追徴額は、現実の取引違反の価額ではなく、その物件の客観的に適正と認められる価額よる。

主 文

本件各上告を棄却する。

理 由

弁護人天野末治の上告趣意中判例違反を主張する点について

たばこ専売法75条※1は、犯則物件またはこれに(かわ)るべき価額が犯則者の手に存することを禁止するとともに、国が、たばこの専売を独占し、もって国の財政収入を確保するためとくに、必要没収、必要追徴の規定を設け、不正たばこの販売などの取締を厳に励行しようとする趣旨であると解せられるから、同法75条2項にいわゆるその価額の追徴とは、現実の取引違反の価額の如何(いかん)にかかわらず、その物件の客観的に適正な価額の追徴を意味し、当該物件が日本専売公社によって定価の公示された製造たばこ(輸入製造たばこを含む)にあたると認められるものについては、その価格により、公示された定価のないものについては、客観的に適正と認められる価額によるとするのを相当とする。

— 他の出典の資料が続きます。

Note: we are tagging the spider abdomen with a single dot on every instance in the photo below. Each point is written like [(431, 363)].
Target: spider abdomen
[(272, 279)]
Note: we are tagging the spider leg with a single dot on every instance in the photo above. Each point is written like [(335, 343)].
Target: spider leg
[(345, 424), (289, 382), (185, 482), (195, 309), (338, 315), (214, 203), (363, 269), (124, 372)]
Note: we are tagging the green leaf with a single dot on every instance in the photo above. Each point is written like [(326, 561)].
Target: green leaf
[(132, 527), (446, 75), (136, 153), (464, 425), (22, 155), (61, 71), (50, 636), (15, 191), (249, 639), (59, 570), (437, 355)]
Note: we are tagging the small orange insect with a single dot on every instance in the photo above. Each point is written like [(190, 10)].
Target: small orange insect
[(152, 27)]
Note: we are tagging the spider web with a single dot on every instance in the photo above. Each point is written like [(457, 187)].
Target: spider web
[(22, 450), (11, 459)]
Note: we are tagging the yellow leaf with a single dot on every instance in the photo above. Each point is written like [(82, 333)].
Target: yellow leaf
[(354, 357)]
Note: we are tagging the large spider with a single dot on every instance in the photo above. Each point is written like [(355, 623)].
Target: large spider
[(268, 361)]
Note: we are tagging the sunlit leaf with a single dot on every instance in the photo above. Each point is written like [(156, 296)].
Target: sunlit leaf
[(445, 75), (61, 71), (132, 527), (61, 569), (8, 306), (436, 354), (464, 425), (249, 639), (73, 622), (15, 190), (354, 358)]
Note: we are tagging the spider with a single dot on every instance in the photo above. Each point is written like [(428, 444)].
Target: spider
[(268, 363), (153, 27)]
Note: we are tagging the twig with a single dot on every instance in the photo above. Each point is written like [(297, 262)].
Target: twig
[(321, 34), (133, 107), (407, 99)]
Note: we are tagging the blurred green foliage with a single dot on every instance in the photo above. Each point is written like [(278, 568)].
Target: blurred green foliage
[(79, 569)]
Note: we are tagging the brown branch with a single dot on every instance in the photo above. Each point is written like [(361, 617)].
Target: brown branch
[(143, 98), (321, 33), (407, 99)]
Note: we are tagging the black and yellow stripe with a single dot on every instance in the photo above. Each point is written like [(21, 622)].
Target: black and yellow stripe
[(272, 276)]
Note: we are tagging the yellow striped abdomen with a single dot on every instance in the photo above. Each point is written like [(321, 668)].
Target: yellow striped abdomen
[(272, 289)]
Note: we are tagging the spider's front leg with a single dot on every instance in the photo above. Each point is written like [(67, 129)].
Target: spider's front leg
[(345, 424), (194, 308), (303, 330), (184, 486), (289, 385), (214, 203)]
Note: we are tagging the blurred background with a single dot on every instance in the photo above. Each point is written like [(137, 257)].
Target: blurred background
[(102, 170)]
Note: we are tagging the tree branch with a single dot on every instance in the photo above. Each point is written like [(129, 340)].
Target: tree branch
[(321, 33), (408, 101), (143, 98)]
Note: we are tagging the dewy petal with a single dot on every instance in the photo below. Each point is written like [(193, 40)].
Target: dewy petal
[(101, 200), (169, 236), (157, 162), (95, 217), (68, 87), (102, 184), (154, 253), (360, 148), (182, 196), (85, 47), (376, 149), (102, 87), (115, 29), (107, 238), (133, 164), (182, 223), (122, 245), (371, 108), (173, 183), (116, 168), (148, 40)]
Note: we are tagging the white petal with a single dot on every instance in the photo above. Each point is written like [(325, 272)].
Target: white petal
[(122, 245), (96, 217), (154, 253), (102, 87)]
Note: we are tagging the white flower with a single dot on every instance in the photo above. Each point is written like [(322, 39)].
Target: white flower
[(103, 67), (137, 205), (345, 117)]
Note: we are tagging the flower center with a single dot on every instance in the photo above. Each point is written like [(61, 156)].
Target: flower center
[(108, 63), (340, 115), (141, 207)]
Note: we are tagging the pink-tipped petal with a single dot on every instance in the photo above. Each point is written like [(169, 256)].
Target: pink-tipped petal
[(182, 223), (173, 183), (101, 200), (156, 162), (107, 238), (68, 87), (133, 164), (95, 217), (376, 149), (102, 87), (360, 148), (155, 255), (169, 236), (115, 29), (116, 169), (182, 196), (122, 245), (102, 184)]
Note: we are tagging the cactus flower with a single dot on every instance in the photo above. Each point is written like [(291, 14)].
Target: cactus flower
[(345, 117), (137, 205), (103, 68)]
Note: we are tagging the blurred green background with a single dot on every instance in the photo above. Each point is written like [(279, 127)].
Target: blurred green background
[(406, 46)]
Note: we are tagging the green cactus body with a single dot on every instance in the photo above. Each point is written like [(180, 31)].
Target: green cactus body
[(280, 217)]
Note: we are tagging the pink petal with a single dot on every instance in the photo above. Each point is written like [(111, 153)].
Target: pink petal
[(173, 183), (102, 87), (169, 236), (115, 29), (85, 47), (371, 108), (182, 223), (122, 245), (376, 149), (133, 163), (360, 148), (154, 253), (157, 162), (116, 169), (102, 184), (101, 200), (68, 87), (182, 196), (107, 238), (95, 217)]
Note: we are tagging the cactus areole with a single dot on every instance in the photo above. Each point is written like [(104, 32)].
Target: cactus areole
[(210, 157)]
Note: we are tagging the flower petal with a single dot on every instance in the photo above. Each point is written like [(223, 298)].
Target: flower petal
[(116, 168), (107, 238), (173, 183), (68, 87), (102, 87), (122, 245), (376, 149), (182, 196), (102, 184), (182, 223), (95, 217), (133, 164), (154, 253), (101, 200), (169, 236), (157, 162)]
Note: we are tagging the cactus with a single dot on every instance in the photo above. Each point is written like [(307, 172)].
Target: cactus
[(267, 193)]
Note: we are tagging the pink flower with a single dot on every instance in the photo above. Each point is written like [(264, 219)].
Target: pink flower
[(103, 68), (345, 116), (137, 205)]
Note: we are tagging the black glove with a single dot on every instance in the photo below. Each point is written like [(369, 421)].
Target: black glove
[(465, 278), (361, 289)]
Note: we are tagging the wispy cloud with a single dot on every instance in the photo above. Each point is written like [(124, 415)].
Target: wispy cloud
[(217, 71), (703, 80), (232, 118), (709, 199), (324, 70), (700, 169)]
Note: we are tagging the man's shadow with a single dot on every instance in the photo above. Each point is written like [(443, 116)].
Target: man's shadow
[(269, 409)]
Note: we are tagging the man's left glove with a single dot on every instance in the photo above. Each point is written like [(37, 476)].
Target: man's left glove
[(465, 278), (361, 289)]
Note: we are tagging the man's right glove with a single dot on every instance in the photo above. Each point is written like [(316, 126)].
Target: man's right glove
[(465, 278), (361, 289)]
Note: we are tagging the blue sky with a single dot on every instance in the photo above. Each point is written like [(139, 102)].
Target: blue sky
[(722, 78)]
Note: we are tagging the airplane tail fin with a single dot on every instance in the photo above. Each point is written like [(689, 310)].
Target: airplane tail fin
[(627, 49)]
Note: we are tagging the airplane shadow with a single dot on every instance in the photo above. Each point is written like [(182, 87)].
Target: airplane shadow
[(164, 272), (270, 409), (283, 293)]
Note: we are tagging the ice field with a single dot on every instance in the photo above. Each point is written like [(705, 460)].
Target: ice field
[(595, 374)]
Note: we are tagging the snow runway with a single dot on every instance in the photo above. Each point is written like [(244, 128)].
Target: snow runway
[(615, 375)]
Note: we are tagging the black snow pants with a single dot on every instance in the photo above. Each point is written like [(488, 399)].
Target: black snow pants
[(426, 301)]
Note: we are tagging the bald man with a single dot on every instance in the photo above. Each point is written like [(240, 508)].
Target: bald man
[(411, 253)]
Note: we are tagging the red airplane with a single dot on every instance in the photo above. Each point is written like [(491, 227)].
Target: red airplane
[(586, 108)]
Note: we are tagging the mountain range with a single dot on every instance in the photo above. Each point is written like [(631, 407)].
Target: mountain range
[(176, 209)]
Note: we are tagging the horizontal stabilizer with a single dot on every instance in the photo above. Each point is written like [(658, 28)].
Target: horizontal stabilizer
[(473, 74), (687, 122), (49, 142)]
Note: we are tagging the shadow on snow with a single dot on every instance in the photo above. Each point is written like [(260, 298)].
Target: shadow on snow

原判決は、たばこ専売法75条2項の「価額」とは、犯行時の時価と解すべきところ、昭和26年12月29日日本専売公社公示10号により昭和27年1月1日以降ラッキー・ストライクの小売価格は20本入1箱130円と公示されているので、特段の事情のない限り昭和27年1月1日以降はこれを時価と解すべきであるとして、被告人Aより同被告人が昭和27年2月10日頃から同年7月10日頃までの間に輸入製造たばこラッキー・ストライク合計770個を不法に所持した事実につき1箱130円の小売価格で算出した10万100円を追徴し、被告人Bより同被告人が昭和26年11月10日頃から同年12月29日頃までの間に前同様のラッキー・ストライク合計250個を不法に所持した事実につき第1審判決挙示の証拠により1箱80円の価格を時価と認められるとして、この割合で算出した2万円と昭和27年1月2日頃から同年7月13日頃までの間に前同様のラッキー・ストライク合計662個を不法に所持した事実につき1箱130円の右小売価格で算出した8万6,060円を合計した10万6,060円を追徴する旨の言渡をした第1審判決を是認したものであることが、その判(もん)上明らかである。そして、原判決は、たばこ専売法75条2項の価額を犯行時の時価、すなわち犯行時の相場、もしくは犯行時の市価と解すべきとしていること前示のとおりであって、前段の説示と一致していないけれども、同判決は、当該物件が日本専売公社によって定価の公示された製造たばこにかかるものについては、その小売価格を時価と解するとしており、また第1審判決挙示の証拠によると、被告人Bが不法に所持し、日本専売公社によって公示された定価のない右ラッキー・ストライク250個の客観的に適正な価格は1箱80円であると認められるから、原判決が前記のように1箱80円をもって時価と認めるとしたのは、前段に説示したところと結論において(ことな)るところがない。してみれば原判決は、論旨引用の名古屋高等裁判所判決と相反する判断をした違法があるけれども、右の違法は判決に影響を及ぼさないことが明らかであり、原判決を維持するのを相当であると認められるから、論旨は採用でない(なお、所論引用の名古屋高等裁判所判決は、本判決に牴触するかぎり判例としての効力を失ったものである)。

その余の論旨は、量刑不当と事実誤認を前提とする法令違反の主張であって、刑訴405条※2の上告理由にあたらない。

よって同410条1項※3(ただし)書に従い、裁判官全員一致の意見で主文のとおり判決する。


※1 たばこ専売法75条(昭和60年廃止)
1項
 第71条、第72条第1項若しくは第2項又は第73条第4号から第7号までの犯罪に係るたばこ、たばこ種子、たばこ苗、葉たばこ、製造たばこ、葉たばこ若しくは製造たばこのくず、巻紙、製造たばこの代用品、その原料又は製造たばこ、巻紙若しくは製造たばこの代用品の製造用器具機械は、没収する。
2項
 前項の物件を他に譲り渡し、若しくは消費したとき又は他にその物件の所有者があって没収することのできないときは、その価額を追徴する。
>>本文に戻る


※2 刑訴法405条
 高等裁判所がした第1審又は第2審の判決に対しては、左の事由があることを理由として上告の(もうし)(たて)をすることができる。
1号
 憲法の違反があること又は憲法の解釈に(あやまり)があること。
2号
 最高裁判所の判例と相反する判断をしたこと。
3号
 最高裁判所の判例がない場合に、大審院若しくは上告裁判所たる高等裁判所の判例又はこの法律施行後の控訴裁判所たる高等裁判所の判例と相反する判断をしたこと。
>>本文に戻る


※3 刑訴法410条1項
 上告裁判所は、第405条各号に規定する事由があるときは、判決で原判決を破棄しなければならない。但し、判決に影響を及ぼさないことが明らかな場合は、この限りでない。